Stu Letcher, executive vice president of the North Dakota Grain Dealers Association, notes that on Feb. 21, 77 House members signed a letter, urging House leadership to fix 199A. The move was backed by the National Grain and Feed Association and the National Council of Farmer Cooperatives.
Schuler says the clock is ticking.
"We've seen significant rallies in the marketplace in the last two weeks," Schuler says, glancing up at an impressive bin complex that dominates on Eighth Street in Breckenridge. "Are we missing out on this business to local cooperatives? We could be."
Like a cloud
Randy Martinson, president of Martinson Ag Risk Management in Fargo, says some of his clients are holding up making sales as they determine whether the equity will be restored between co-ops and private companies.
"We're in a timeframe when producers should be looking at making some sales at this time," Martinson says. He estimates that about 25 of his clients — maybe 10 percent of the total — have brought up the subject on their own, meaning many more are thinking about it.
He thinks it's creating something of a "slow movement" in grain, despite market improvements.
Some will take the easy route and sell at a co-op, not being able to predict what Congress will be able to do, Martinson says.
"It's basically going to be the next six weeks," Martinson says. If it isn't fixed, it'll be July before grain movement resumes. He is skeptical that there will be a "fix," but thinks it's likelier that they'll "give the incentive to both sides."
Frayne Olson, a North Dakota State University professor of agricultural economics, serves as an Extension Service grain marketing specialist. He also wears a hat as director of the Quentin Burdick Center for Cooperatives, putting him in a perfect position to understand the implications of the snafu.
The original 199 tax provision initially was a kind of trade policy, initially favoring "domestic producers." The 199A fix was created with co-ops like sugar beet processors but didn't anticipate subtle differences among co-ops.
Process-based farmer cooperatives don't operate exactly the same as marketing-based co-ops.
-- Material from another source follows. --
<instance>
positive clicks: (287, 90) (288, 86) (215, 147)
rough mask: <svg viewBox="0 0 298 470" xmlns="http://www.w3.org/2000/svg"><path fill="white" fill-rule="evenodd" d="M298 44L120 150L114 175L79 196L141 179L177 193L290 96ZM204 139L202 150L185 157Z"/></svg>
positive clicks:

For example, sugar beet processing cooperatives are "closed" co-op that only buys beets from its own members.
Beet co-ops announce per-ton raw beet "payments," to members but technically don't "purchase" raw beets. Instead, they process and sell the sugar and subtract out processing expenses. The "remainder goes back to the farmer in the form of a payment, based on the tons and quality of beets delivered. A portion of that payment is then held back ('unit retains') for financing the company as a whole," Olson says. Ditto for dairy processing co-ops like Land O'Lakes.
To compare, a co-op grain marketing co-op is an "open" co-op. It buys grain from any number of farmers, resells it to a buyer, subtract the expenses. That net profit is returned to the farmer in the form of "patronage" earnings.
Olson says there are about 160 grain marketing cooperatives in the state of North Dakota. In the northern Great Plains, cooperatives handle more than half of the grain shipments. Letcher estimates that roughly 60 to 65 percent of the grain in the state is currently marketed through cooperatives.
If unchanged, if a farmer sells $1 million in grain to a cooperative, they can take 20 percent of that — $200,000 — as a deduction to their taxable income.
"My personal opinion is, I do think we'll have some kind of fix, some changes made to the law," Olson says. He also thinks the fix will "still be a 199A," but with limitations and restrictions, and be retroactive to Jan. 1, 2018.
"The longer it goes, and the more this grain flows through the system and the more people who have been using this (tax benefit), the harder and harder it gets to make it retroactive back," Olson says. "If you've already been selling grain through a cooperative, trying to get this tax benefit, it may or may not be available."
But Olson thinks the benefits will not be as large as the 199A fix would have provided.
"I think they're going to try and equalize it out," he says.